Have you ever gotten an A/B test result that looks statistically significant, but doesn't actually boost performance IRL?
That’s a false discovery, and it’s a pretty common occurrence.
Up to 25% of test results significant at the 5% level are false discoveries, according to a new paper co-authored by two marketing professors at University of Pennsylvania’s Wharton School, Ron Berman and Christophe Van den Bulte.
Berman came away from the research — based on about 5,000 effects from 2,700 experiments run on Optimizely’s platform in 2014 — with some testing tips for growth marketers.
He broke three of them down for us below.
Run two-stage A/B tests.
The best way to avoid false discoveries, according to Berman, is a two-stage A/B test.
Let’s say you’re testing four options on 10,000 people.
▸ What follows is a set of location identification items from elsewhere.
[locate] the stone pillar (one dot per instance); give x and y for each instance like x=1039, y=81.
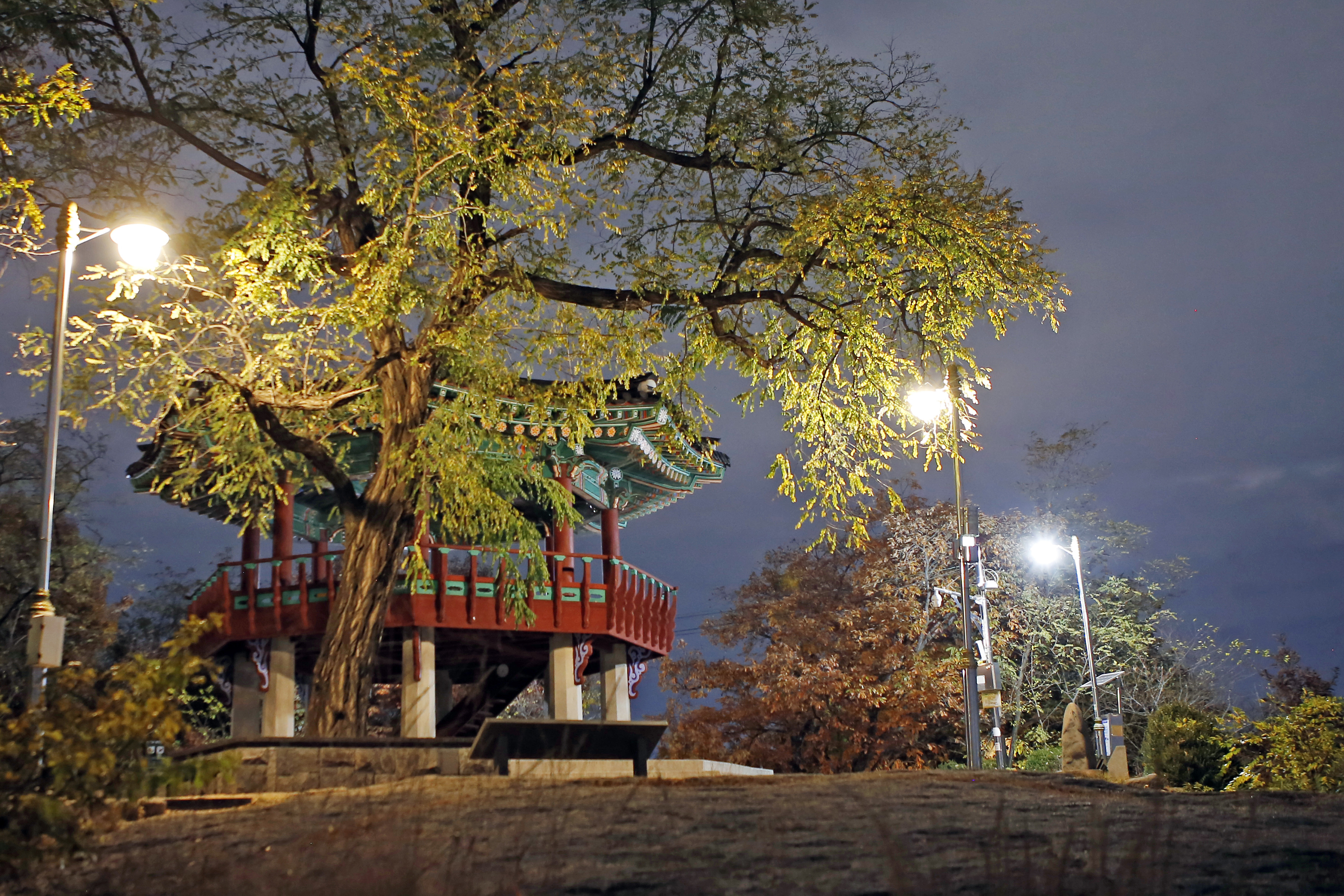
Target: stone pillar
x=245, y=714
x=278, y=706
x=1073, y=742
x=443, y=694
x=283, y=531
x=616, y=695
x=419, y=684
x=564, y=698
Instead of showing each version to a quarter of your sample, do this:
- Step 1: Show each of the four options to 2,000 people. Pick the top performer.
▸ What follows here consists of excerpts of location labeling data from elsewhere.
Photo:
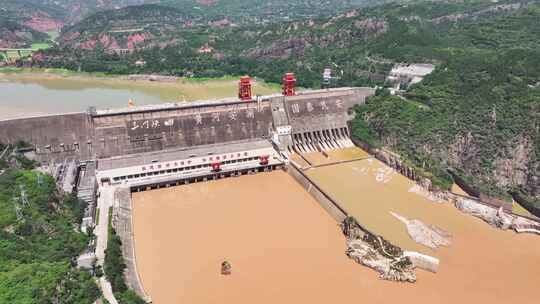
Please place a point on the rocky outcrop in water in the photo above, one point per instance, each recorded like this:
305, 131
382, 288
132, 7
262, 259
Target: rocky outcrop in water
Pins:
496, 217
376, 253
427, 235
- Step 2: Show the winner to the final 2,000 people, and compare its performance to whatever’s live on your site. This second stage acts as “a defense against the false discovery,” Berman said.
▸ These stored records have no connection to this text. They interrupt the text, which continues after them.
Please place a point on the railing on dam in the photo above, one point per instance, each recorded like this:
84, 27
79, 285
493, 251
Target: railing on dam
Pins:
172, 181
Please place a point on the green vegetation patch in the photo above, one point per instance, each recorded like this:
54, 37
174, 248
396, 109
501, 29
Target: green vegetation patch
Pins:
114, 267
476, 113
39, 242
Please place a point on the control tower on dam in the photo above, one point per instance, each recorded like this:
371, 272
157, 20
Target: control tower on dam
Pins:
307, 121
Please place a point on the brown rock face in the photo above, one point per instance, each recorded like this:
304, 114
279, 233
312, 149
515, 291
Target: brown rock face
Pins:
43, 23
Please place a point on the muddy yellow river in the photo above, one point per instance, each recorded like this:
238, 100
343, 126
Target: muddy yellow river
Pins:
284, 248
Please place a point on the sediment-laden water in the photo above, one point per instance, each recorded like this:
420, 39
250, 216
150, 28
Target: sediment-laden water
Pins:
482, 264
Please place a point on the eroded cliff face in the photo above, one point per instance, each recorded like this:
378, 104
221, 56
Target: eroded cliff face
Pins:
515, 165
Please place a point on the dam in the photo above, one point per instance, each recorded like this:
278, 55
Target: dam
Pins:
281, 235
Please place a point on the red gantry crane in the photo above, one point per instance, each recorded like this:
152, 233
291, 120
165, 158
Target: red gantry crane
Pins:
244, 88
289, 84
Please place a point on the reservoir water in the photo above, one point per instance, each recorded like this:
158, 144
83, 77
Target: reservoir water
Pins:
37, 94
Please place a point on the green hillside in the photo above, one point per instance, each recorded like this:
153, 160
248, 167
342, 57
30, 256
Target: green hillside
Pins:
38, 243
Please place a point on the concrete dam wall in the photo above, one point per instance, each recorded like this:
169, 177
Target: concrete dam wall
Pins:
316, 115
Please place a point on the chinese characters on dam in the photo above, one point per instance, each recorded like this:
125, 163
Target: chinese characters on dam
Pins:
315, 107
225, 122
The more (unique!) options you try in Step 1, Berman and his co-author found, the more robust your test.
“The smaller sample per variation makes the statistics worse, but picking the best out of and makes it better.”
Worry more about small wins than big flops.
“If you see very, very, very small improvements,” Berman said, “it's potentially just because you're not courageous enough in the experiments you're doing.”
The distribution of the Optimizely data suggested that the vast majority of A/B test results — 70%! — are true nulls. (In other words, A and B don’t perform differently.)
Berman suspects that’s because “people are too afraid” of big flops, so they test tiny tweaks and cut themselves off from big wins.
Companies with more A/B testing experience see a lower rate of false discoveries, Berman and his co-author found.
It’s hard to know why this is — are they testing differently? Hiring differently? — but it means that “experience helps.”
When you’re A/B testing, you can’t avoid false discoveries entirely. But you can minimize the damage they do to performance with two-part tests, big creative swings and persistence.